7. End on a positive note.
Once you feel you have enough information and you’ve made a pitch for what your organisation has to offer, end the interview politely. Thank the applicant for his or her time and interest, and briefly mention subsequent steps (e.g., “We’ll begin the second round of interviews next week.”).
5 things to avoid when interviewing job applicants
The job interview is a critical first step in determining someone’s potential with your organisation. But if you make one of the following common mistakes, you could jeopardise the effectiveness of this stage of the hiring process:
1. We’re too busy.
Failing to give adequate time to the interview process can result in a bad hire. No matter how busy you are, be sure to prepare for interviews in advance so you can thoughtfully evaluate the applicants with whom you meet.
2. I can just wing it.
Unsuccessful interviewers create a different routine for each interview. If you’re not consistent with your process, you’ll deprive yourself of the thing you need most to compare applicants: an objective standard on which to base your conclusions. Scheduling back-to-back interviews, when possible, also can assist with your comparisons.

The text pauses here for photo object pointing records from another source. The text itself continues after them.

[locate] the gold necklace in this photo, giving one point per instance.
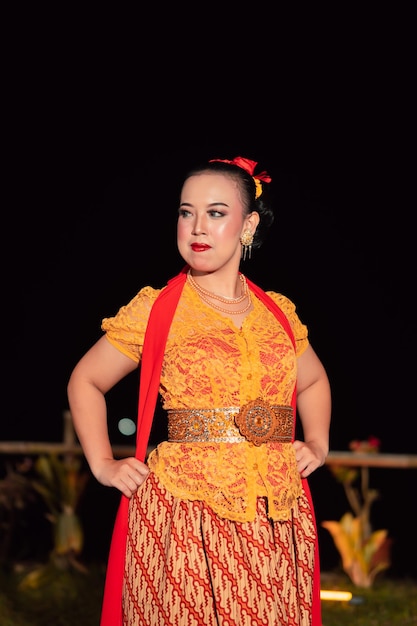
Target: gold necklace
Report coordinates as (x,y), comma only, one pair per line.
(205,295)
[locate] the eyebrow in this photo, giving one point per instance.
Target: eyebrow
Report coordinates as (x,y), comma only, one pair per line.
(213,204)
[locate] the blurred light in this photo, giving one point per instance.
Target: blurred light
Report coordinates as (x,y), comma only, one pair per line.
(127,426)
(344,596)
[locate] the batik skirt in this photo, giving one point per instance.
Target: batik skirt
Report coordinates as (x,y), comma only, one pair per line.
(186,566)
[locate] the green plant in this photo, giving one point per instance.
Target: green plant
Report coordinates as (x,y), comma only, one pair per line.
(60,483)
(364,552)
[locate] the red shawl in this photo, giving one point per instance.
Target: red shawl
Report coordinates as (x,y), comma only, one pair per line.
(156,335)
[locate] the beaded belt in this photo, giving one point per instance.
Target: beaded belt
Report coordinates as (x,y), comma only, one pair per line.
(257,422)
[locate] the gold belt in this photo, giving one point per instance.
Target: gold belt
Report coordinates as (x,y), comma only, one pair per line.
(257,422)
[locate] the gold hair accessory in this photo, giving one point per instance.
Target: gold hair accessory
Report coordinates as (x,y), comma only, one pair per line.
(249,167)
(246,240)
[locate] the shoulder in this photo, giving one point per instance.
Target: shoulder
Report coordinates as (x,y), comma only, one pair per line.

3. The candidate was great – she agreed with everything I said.
If you’re talking more than 20 per cent of the time, you’re talking too much. Probing through active listening (for example, letting the applicant’s comments spark related questions) allows you to gain valuable information you’d miss if you dominated the conversation.
4. I loved his designer suit.
You may become so enraptured by one particular aspect of the applicant – appearance, credentials or interests – that it colours all your other judgments. Do your best to keep these tendencies in check.
5. I can read people like a book.
The ability to “read” people can be an enormously valuable skill. But don’t get carried away and try to seek out the subconscious meaning behind everything the applicant says and does.